Following the murder of Lord Frederick there were a number of memorials proposed to him; the proposal for a pillar or obelisk at Bolton Abbey was first made in September 1882 by electors of the Northern West Riding of Yorkshire parliamentary constituency (for whom Cavendish had been an MP since 1865). The proposal was led by William Foster, owner of the Black Dyke Mills, but he died before the proposal came to fruition. A committee, chaired by Angus Holden was formed to take the idea forward and £2,000 was raised in donations.

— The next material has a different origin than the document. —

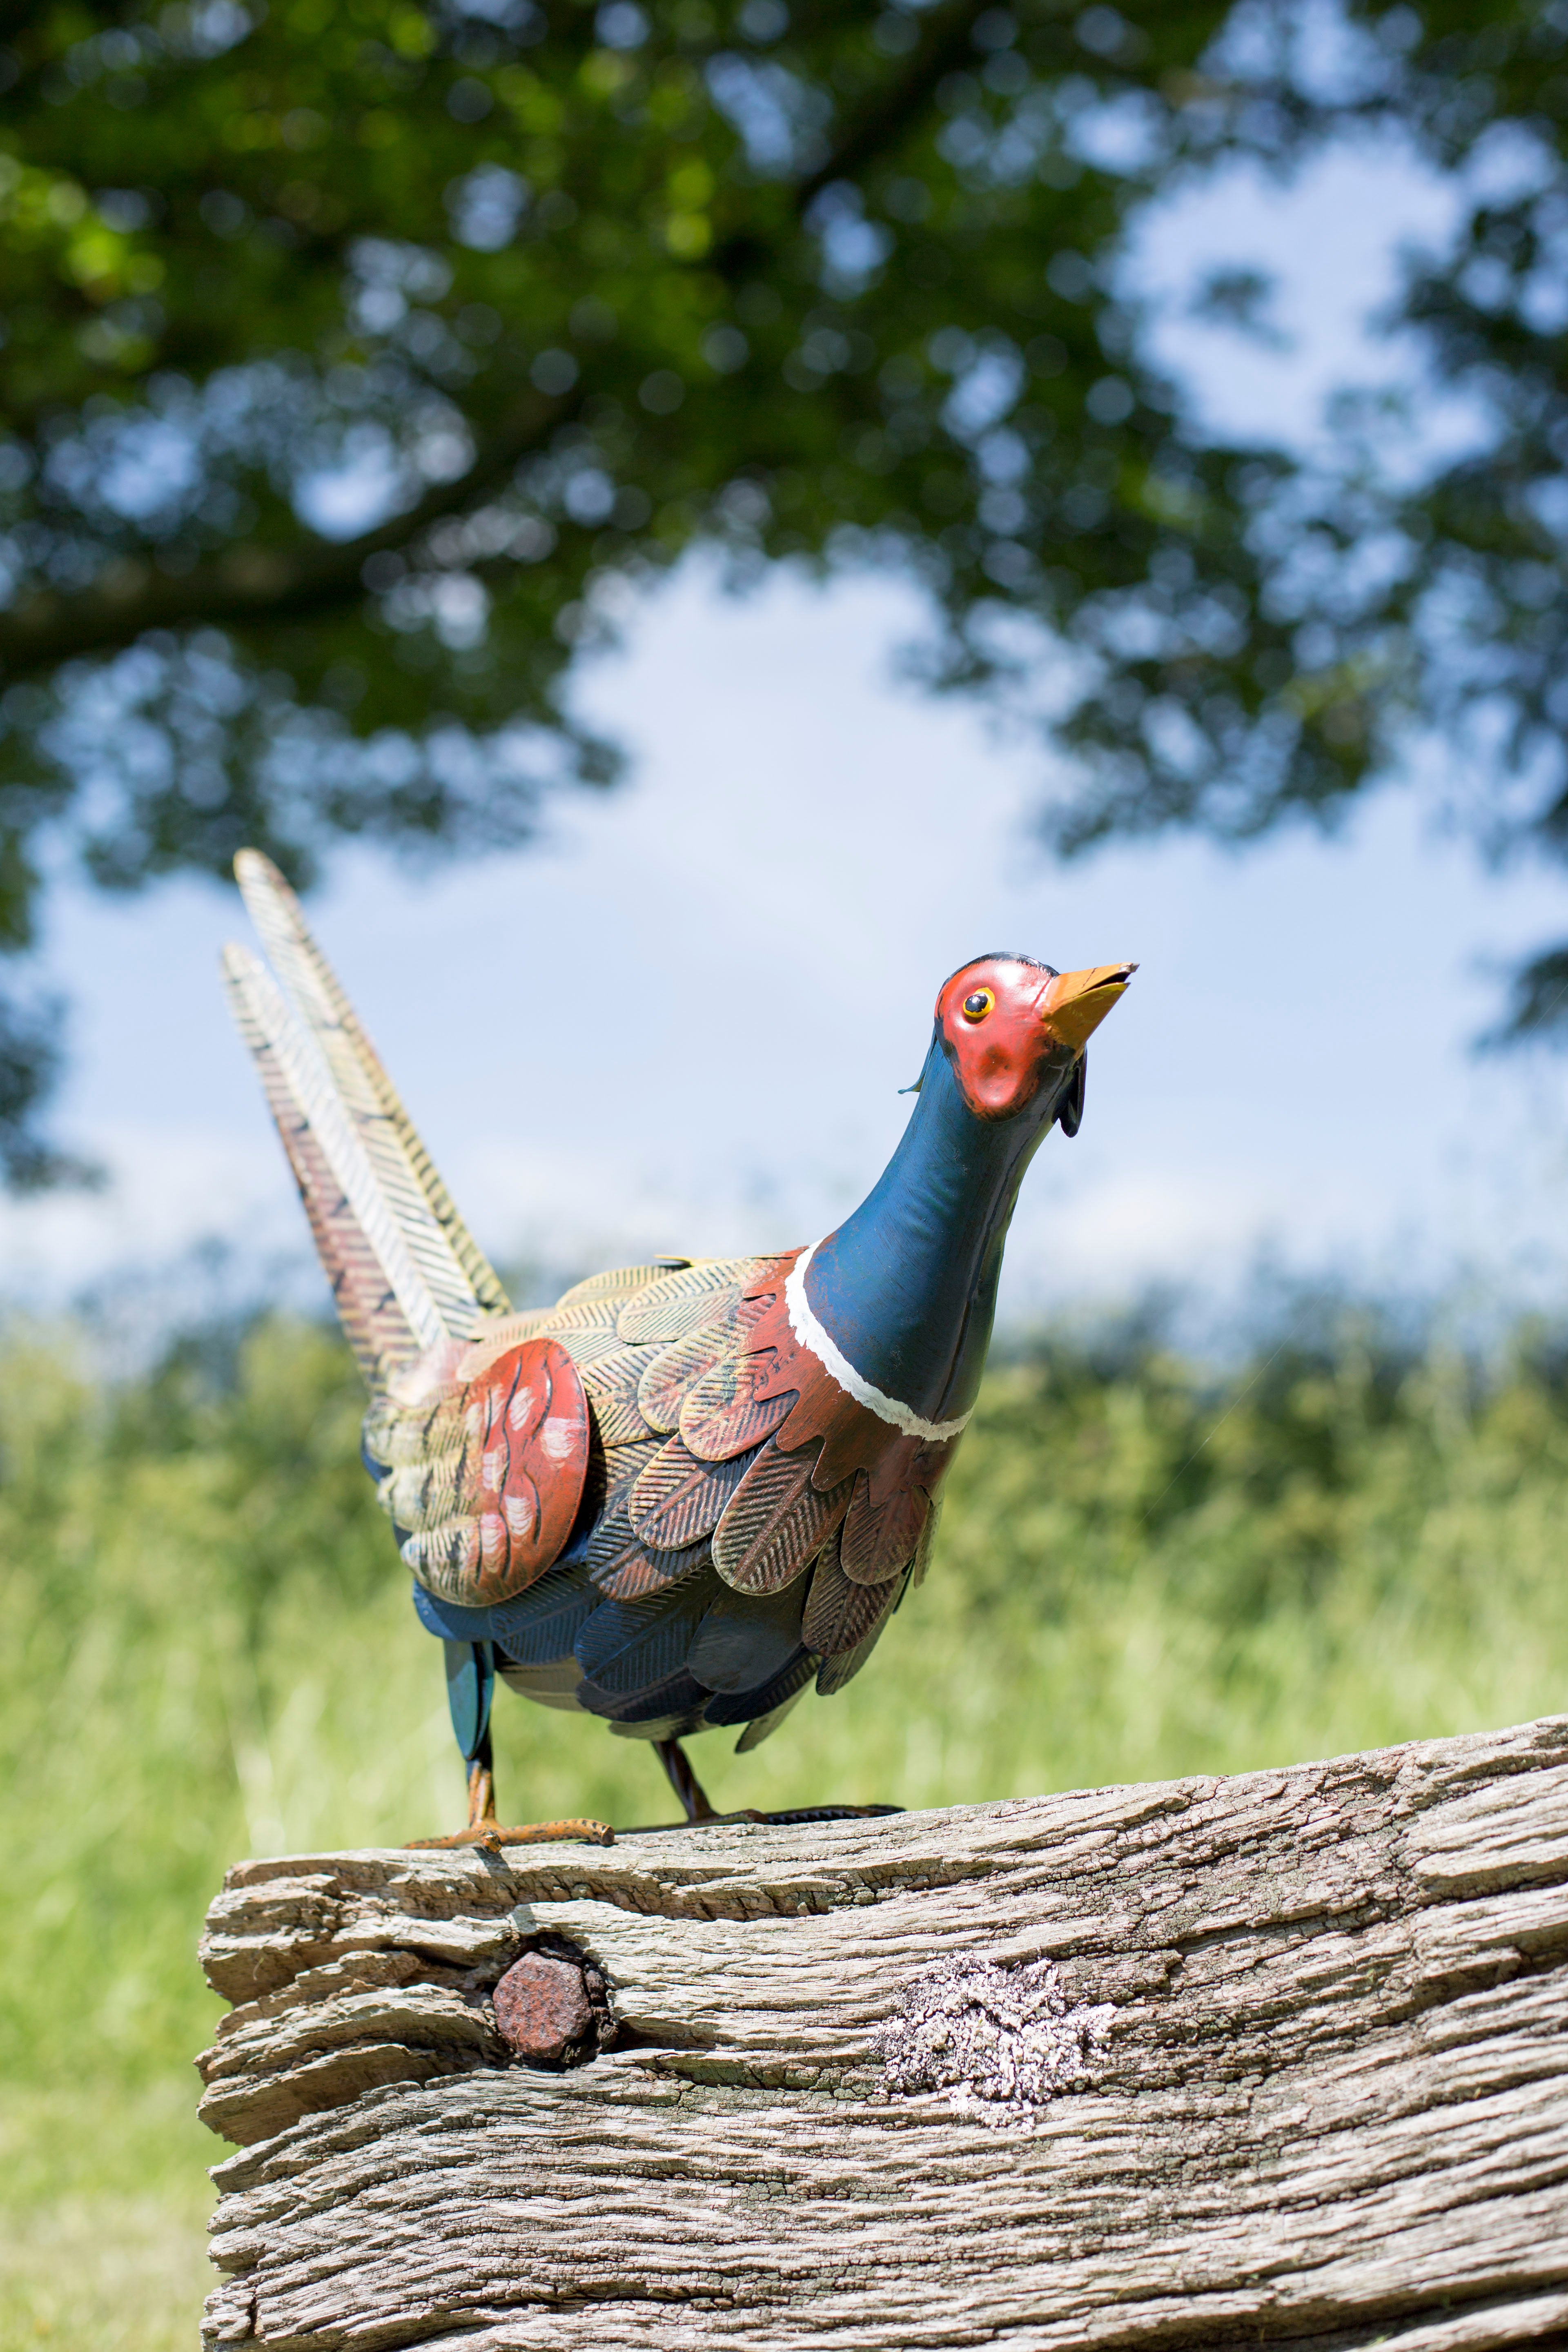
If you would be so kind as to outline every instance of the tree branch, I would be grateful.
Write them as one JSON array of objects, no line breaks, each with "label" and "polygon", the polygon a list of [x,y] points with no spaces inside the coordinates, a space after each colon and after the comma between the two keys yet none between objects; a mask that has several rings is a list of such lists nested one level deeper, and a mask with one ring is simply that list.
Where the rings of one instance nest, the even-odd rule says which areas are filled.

Bids for a memorial were sought and the chosen bid was one designed by Manchester architects Thomas Worthington and John Garrard Elgood. The design was for a tall crenellated tower to be sited on South Nab, a promontory overlooking the River Wharfe (). In 1884, the Duke of Devonshire (Lord Frederick's father) notified the committee that objections to the planned tower had been received and that it "would be detrimental to the landscape of the district and mar the beauty of the outline". On the basis of this and also the Duke's own opinion about the unsuitability of the design and location, the committee resolved to find another solution.

Worthington and Elgood came up with a different design, this time for a fountain. The revised design was accepted by the committee and it was resolved to erect the fountain just north of the priory at a location known as Hartington Seat.

==Opening==
Construction work on the fountain completed in 1886 and the formal dedication of the fountain was held on 11 June 1886. Over 500 guests attended the event and the dedication was made by the Marquess of Ripon and responded to by Lord Frederick's younger brother, Lord Edward Cavendish, on behalf of the Cavendish family.

==Description==
Worthington and Elgood's design for the fountain was constructed by Stephenson and Co of Manchester with the carving work conducted by Earp and Hobbs.
The fountain stands approximately 40 ft high and is constructed of local stone in the form of ashlar blocks. Standing on a plinth the fountain is surrounded by six buttresses in a hexagonal plan. A frieze connects the buttresses and is inscribed "This fountain was erected by electors of the West Riding as a tribute to his memory, Frederick Charles Cavendish Born November XXX. MDCCCXXXVI. Died May VI. MDCCCLXXXII". Each buttress has a gargoyle at the level of the frieze and in the parapet above each section of the frieze there is a coat of arms. Two of these are those of the Cavendish family and the other four are the arms of the Lyttleton, Boyle, Clifford and Howard families, all of whom are families in the Cavendish lineage. Above the frieze the memorial is topped with an open lantern. The Leeds Mercury described the architectural style as Gothic.